As my tram pulled into the station next to St. Jakobshalle, a mass of protestors are facing off against supporters of the Dalai Lama. I thought how strange it seemed that a group of people could be protesting a man who lost his freedom at the age of 16, his country at 24 and who has been a refugee for 56 years. The Dalai Lama, a compassionate, pacifist, Buddhist Monk who lives by the codes and traditions of Tibetan Buddhism. As I exited through the opening tram doors, a sound wave of tension hits me like a fire hose. I am puzzled by all the noise and hostility that is taking place. Clearly the message is that life is never without struggle or sacrifice. This realization struck me and I wasn’t even inside the building yet. Looking upon the two sides, listening to the sounds of beating drums as each side chanted either their protest or support, I made my way through the series of security check-points and, finally, inside the hall.
An estimated 3,800 people gathered inside the hall awaiting the arrival of His Holiness. This is my first time attending a speaking engagement with the Dalai Lama. It is something that I have wanted to do since beginning my studies back in California at the Hsi Lai Temple with the Chinese Fo Guang Shan* Buddhist Order.
The “notification bell” tolled and everyone rose from their seats. Soft applause reminiscent of a “golf-clap” began to echo throughout St. Jakobs as the Dalai Lama entered from behind a large curtain. He began greeting the various individuals and representatives from different organizations on stage. Suddenly, my mind began to drift back to when I was a child, beginning to recall quotes from “Carl,” Bill Murray’s character in the movie “Caddyshack” regarding his encounter with the Dalai Lama. The thought makes me smile as I remember, thinking how magnificent the presence of this holy man must be. My mind snapped back to reality then as the smallish, almost eighty-year-old man was helped to take his seat on stage. The Dalai Lama is clearly not this huge figure with an entourage of “flowing robes” from my childhood imagination, he is just a man, just like you and I and he was quick to remind us of that.
He began to speak of three elements that make Buddhism so special: Philosophy, Religion and Culture and how they are all intertwined. All the various cultures that accept and practice Buddhism are encouraged to question it and not simply accept it as blind faith. “By questioning, one can expand their knowledge. I never stress that Buddhism is the best religion. I expect individuals to make up their own minds. Faith and discovery are what is important,” he said to the multicultural audience.
He then talked about how important it is for people to have compassion. (“One needs to practice patience, tolerance and vigilance”) before he proceeded to speak about the subjects of “The Four Noble Truths** and Emptiness***.”
As I listened to him speak on Buddhist Principles, I began to reflect on my own journey and the choices that have led me here. Choices, that initially led me out of my comfort zone and made me set new goals and meet old ones. Sometimes, my journey had seemed overwhelming, but I couldn’t even begin to imagine what his must have been like.
“How do you reach the one billion people who have neither faith nor religion?” The Dalai Lama asked. He let the question waft over the audience a bit. “Perhaps through tolerance and education,” he said, answering his own question. “But this will take some effort from all of us. Any individual can and should make contributions to society.
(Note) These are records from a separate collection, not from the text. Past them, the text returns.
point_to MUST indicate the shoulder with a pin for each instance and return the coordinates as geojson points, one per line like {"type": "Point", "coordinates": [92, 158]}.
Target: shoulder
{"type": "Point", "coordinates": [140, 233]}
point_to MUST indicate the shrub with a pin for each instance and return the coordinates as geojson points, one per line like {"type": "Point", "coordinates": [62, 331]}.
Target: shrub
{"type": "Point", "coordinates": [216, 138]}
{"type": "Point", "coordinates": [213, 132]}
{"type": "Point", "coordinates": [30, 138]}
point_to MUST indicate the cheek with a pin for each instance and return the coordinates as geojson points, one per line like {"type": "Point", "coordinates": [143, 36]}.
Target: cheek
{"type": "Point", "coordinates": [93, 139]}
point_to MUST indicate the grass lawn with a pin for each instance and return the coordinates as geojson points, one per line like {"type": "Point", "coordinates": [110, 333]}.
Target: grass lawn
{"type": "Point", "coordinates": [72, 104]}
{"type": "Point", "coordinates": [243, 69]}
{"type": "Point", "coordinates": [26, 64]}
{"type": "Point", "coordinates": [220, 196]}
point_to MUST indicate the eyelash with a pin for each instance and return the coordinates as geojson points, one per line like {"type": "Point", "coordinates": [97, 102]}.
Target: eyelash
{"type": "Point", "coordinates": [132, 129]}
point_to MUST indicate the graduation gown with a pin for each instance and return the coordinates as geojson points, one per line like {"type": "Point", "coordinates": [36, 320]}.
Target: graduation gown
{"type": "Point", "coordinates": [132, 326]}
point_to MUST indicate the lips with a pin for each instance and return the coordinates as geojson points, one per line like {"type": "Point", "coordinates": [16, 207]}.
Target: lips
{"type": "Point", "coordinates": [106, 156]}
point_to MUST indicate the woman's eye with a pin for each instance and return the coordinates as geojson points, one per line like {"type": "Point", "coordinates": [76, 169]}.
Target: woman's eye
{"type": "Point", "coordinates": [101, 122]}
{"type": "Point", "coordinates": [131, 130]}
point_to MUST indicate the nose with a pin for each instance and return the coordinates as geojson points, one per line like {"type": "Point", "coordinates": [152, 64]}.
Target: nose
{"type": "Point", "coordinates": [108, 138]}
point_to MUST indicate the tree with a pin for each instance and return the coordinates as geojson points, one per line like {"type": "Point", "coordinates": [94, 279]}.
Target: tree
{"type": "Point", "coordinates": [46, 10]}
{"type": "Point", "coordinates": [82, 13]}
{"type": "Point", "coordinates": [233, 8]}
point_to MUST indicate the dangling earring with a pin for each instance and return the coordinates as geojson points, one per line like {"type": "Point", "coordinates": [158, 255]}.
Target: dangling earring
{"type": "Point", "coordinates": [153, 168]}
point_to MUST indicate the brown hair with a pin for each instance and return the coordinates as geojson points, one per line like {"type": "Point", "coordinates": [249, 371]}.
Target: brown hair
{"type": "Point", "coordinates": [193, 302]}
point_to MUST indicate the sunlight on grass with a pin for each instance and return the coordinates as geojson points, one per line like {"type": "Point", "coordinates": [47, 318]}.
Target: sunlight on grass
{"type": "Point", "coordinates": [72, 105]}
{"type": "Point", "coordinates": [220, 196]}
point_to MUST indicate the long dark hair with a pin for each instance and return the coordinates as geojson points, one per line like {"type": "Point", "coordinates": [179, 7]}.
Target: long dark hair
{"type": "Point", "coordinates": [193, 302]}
None are too small. We are all capable of it. We just need to be conscious of it.”
I continue to listen, as the Dalai Lama speaks about the power of the mind and how it separates us collectively as the human species. “The mental process is more important than the sensory process.” I begin to think about how different my thought processes have become and also the areas that I personally still need to work on. “The mind is very strong and our mental health is directly connected to our physical health. Faith brings inner peace. Anger and fear bring negativity to the mind and body,” he said.
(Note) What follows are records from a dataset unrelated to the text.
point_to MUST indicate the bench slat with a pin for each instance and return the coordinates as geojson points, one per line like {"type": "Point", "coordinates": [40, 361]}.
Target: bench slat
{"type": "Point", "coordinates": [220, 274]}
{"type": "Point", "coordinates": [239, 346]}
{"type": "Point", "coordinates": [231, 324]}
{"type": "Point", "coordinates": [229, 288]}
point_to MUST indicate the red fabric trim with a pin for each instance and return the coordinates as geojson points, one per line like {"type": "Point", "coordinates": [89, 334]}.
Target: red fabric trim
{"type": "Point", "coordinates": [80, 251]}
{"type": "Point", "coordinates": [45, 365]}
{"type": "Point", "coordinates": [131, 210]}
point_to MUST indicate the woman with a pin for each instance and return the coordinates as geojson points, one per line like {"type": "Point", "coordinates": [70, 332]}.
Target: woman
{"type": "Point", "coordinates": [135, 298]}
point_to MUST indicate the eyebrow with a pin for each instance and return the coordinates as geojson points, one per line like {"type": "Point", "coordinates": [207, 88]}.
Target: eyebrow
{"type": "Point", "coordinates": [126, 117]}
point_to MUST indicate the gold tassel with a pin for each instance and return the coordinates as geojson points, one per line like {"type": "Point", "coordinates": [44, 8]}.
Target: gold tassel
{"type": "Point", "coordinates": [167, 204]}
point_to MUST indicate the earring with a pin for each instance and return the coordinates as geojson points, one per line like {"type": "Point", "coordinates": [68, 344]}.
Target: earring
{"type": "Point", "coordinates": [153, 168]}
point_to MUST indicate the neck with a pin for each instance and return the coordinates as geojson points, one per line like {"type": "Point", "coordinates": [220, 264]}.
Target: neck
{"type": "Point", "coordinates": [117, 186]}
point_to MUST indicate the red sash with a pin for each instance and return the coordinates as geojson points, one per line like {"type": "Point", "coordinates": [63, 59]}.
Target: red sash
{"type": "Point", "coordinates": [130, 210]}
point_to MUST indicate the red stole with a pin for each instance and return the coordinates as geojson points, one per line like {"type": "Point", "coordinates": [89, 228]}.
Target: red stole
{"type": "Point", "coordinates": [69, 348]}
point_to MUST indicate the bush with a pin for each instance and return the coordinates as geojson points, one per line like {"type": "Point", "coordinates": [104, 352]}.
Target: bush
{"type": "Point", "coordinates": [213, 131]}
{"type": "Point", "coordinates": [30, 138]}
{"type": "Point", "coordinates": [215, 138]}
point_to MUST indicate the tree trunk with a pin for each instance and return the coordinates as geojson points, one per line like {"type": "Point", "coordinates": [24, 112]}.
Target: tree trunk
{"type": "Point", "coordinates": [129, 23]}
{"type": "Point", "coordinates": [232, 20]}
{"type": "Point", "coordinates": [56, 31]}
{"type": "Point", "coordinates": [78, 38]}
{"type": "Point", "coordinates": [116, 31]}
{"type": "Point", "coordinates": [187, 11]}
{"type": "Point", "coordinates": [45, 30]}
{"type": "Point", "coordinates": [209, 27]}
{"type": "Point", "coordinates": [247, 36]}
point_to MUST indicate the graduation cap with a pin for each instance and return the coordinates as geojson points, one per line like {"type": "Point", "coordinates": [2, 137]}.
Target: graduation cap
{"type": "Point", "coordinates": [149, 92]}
The Dalai Lama was then asked about the subject of Happiness from a member of the panel: “Happiness is something that we all struggle with. Happiness seems like it is something that most of us are always chasing. What is the key to happiness?” “Controlling one’s own mind,” the Dalai Lama answered. “What about death and loss?” an audience member shouted. “Tragedy and loss are sad, but they can also be quite liberating.” Life is truly what you make of it!
Christopher D. Markakis is a US-American writer and personal fitness trainer living in Zurich. He loves to travel and share stories with people. Whenever possible, he likes to enjoy a cup of coffee with friends.
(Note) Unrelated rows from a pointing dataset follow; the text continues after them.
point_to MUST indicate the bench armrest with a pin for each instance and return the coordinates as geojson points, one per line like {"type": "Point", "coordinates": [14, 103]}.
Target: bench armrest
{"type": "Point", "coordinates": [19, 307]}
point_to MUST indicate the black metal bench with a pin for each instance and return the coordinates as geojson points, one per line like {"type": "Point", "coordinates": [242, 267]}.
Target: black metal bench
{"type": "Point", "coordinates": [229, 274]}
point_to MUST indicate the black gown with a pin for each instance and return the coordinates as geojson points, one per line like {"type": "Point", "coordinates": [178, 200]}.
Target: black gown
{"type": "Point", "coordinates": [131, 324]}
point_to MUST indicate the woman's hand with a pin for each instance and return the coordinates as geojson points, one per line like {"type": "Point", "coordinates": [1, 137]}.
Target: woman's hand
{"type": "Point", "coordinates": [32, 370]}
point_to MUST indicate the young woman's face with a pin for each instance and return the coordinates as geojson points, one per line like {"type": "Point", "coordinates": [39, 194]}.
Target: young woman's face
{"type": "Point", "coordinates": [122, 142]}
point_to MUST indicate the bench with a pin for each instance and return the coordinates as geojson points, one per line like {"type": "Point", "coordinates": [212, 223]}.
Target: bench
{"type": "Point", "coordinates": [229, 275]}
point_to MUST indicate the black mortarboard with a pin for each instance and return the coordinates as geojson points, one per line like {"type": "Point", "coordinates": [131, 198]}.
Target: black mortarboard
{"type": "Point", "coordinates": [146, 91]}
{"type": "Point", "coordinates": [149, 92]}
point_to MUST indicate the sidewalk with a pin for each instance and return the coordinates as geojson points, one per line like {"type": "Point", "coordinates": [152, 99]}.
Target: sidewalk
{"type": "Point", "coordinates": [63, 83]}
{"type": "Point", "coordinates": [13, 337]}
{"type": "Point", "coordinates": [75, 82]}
If you are an InterNations member and would like to contribute an article, do not hesitate to contact us!
* Fo Guang Shan translates directly to Buddha’s Light Mountain. It’s a new international Chinese Buddhist movement based in Taiwan.
** The Four Noble Truths are basic principles of Buddhism that deal with suffering, why we suffer and how we human beings can approach it.
*** Emptiness is one of the central teachings in Buddhism and is often misunderstood. Generally, it means that every perceived subject or thing is empty until the mind gives it substance or meaning.